The Toronto Film Festival has booked a world premiere for Je Suis Charlie, French father-and-son directors Emmanuel Leconte and Daniel Leconte‘s documentary about the 11 victims of the terrorist attack on satirical magazine Charlie Hebdo.
Fest organizers, unveiling their documentary, Midnight Madness and Vanguard section lineups on Tuesday, also booked a world bow for two-time Oscar-winner Barbara Kopple‘s Miss Sharon Jones!, about R&B queen Sharon Jones. And there’s international premieres for Amazing Grace, a documentary about a 1972 Aretha Franklin session, Oscar-winner Davis Guggenheim’s Malala Yousafzai documentary, He Named Me Malala, earlier acquired by Fox Searchlight, and Australian director Gillian Armstrong‘s Women He’s Undressed, about legendary Hollywood costume designer Orry-Kelly, which bowed in Sydney.
Other world bows for music-themed docs in Toronto include Morgan Neville‘s The Music of Strangers: Yo-Yo Ma and the Silk Road Ensemble; German Kral‘s Our Last Tango, about Argentinian tango masters; and Kahlil Joseph‘s The Reflektor Tapes, which profiles the Reflektor album by indie rockers Arcade Fire.
Elsewhere, the festival will host North American premieres for Frederick Wiseman‘s In Jackson Heights, about the Queens neighborhood, and Amy Berg‘s Janis: Little Girl Blue, a profile of legendary rocker Janis Joplin. Toronto also booked a host of docs about international issues, including P.S. Jerusalem, Danae Elon‘s film about Jerusalem and Elon’s late father, Amos Elon, and Evgeny Afineevsky‘s Winter on Fire: Ukraine’s Fight for Freedom.
The festival earlier announced bookings for Michael Moore‘s Where to Invade Next, Patrick Reed and Michelle Shephard‘s Gauntanamo’s Child: Omar Khadr and Avi Lewis‘ This Changes Everything. Elsewhere, the Midnight Madness program will open with Jeremy Saulnier‘s siege shocker Green Room, starring Anton Yelchin and Imogen Poots, and close with Todd Strauss-Schulson‘s The Final Girls, which stars Malin Akerman and American Horror Story‘s Taissa Farmiga.
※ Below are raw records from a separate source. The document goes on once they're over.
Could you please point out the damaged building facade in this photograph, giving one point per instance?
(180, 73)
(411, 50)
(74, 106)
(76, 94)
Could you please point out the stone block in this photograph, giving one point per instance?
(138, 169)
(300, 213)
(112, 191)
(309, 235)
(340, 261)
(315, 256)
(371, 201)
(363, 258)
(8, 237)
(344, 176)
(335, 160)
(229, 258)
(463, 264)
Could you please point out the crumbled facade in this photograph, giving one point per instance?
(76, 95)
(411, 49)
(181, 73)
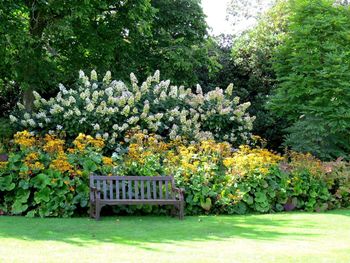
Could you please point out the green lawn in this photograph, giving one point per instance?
(285, 237)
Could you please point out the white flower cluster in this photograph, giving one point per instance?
(108, 109)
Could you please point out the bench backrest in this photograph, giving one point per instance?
(133, 187)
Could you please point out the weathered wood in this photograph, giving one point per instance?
(154, 190)
(166, 190)
(133, 178)
(111, 189)
(134, 194)
(104, 190)
(123, 190)
(136, 190)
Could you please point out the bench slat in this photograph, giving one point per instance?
(117, 189)
(148, 190)
(142, 191)
(110, 189)
(136, 190)
(104, 190)
(166, 190)
(99, 188)
(132, 178)
(129, 189)
(160, 189)
(123, 190)
(154, 190)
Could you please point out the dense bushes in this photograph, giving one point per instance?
(43, 177)
(46, 177)
(109, 109)
(313, 73)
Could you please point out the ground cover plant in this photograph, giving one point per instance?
(46, 176)
(283, 237)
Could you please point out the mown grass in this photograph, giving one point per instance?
(284, 237)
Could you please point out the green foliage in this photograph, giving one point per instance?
(110, 109)
(252, 69)
(44, 42)
(43, 179)
(6, 134)
(313, 72)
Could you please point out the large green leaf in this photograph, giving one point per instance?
(6, 183)
(18, 207)
(40, 181)
(42, 196)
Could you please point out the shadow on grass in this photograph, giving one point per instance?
(146, 230)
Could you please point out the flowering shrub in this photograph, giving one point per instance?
(108, 109)
(44, 177)
(218, 179)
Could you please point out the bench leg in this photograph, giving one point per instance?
(181, 210)
(92, 210)
(98, 211)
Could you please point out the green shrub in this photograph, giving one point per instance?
(109, 109)
(313, 73)
(44, 177)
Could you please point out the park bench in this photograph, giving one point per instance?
(134, 190)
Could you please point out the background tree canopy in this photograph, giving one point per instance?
(292, 64)
(47, 42)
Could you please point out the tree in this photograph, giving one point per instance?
(46, 42)
(313, 73)
(243, 14)
(250, 62)
(51, 40)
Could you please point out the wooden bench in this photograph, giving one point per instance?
(134, 190)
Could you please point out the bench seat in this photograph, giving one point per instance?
(134, 190)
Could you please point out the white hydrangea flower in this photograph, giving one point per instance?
(81, 74)
(126, 110)
(133, 78)
(93, 75)
(107, 77)
(20, 106)
(156, 76)
(90, 107)
(31, 122)
(36, 95)
(13, 119)
(229, 89)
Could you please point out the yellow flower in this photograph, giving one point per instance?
(53, 145)
(107, 161)
(3, 165)
(61, 164)
(24, 139)
(83, 141)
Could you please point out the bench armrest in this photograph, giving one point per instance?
(94, 189)
(180, 191)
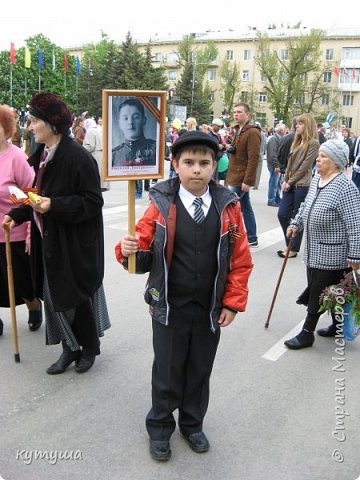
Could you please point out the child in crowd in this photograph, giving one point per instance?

The action and horror film sidebar also unveiled world premieres for Sean Byrne‘s The Devil’s Candy, which stars Ethan Embry; Nick Simon‘s The Girl in the Photographs, executive produced by Wes Craven; Joe Begos‘ The Mind’s Eye, a “psychokinetic thriller” that stars Graham Skipper; and Southbound, five tales of terror told by Roxanne Benjamin, David Bruckner, Patrick Horvath and Radio Silence.
There’s also an international premiere for Hong Kong director Pou-Soi Cheang‘s SPL 2 — A Time For Consequences and a North American bow for Japanese gonzo filmmaker Takashi Miike‘s Yakuza Apocalypse. Toronto’s Masters of Cinema sidebar also announced an international premiere for Marco Bellocchio‘s Blood of My Blood and North American bows for Wim Wenders‘ Everything Will Be Fine, Iranian director Jafar Panahi‘s Jafar Panahi’s Taxi, Arturo Ripstein‘s Bleak Street, Apichatpong Weerasethakul‘s Cemetery of Splendor and Amos Gitai‘s Rabin, The Last Day.
And the TIFF Cinematheque section will feature both 35mm prints and digital restorations of classic films, including Barbara Kopple‘s Harlan County USA, which screened at the first Toronto festival in 1976; Marcel Ophuls’ The Memory of Justice; Luchino Visconti’s Rocco and His Brothers; and Kelly Reichardt’s River of Grass.
Elsewhere, the Vanguard program has world premieres for Evolution, by French director Lucile Hadzihalilovic; Osgood Perkins‘ February; Harrison Atkins‘ Lace Crater; starring Lindsay Burdge and Peter Vack; and a North American premiere for Gaspar Noe’s Love.
More lineup announcements will be made in the coming weeks. The 40th edition of the Toronto Film Festival is set to run from Sept. 10-20.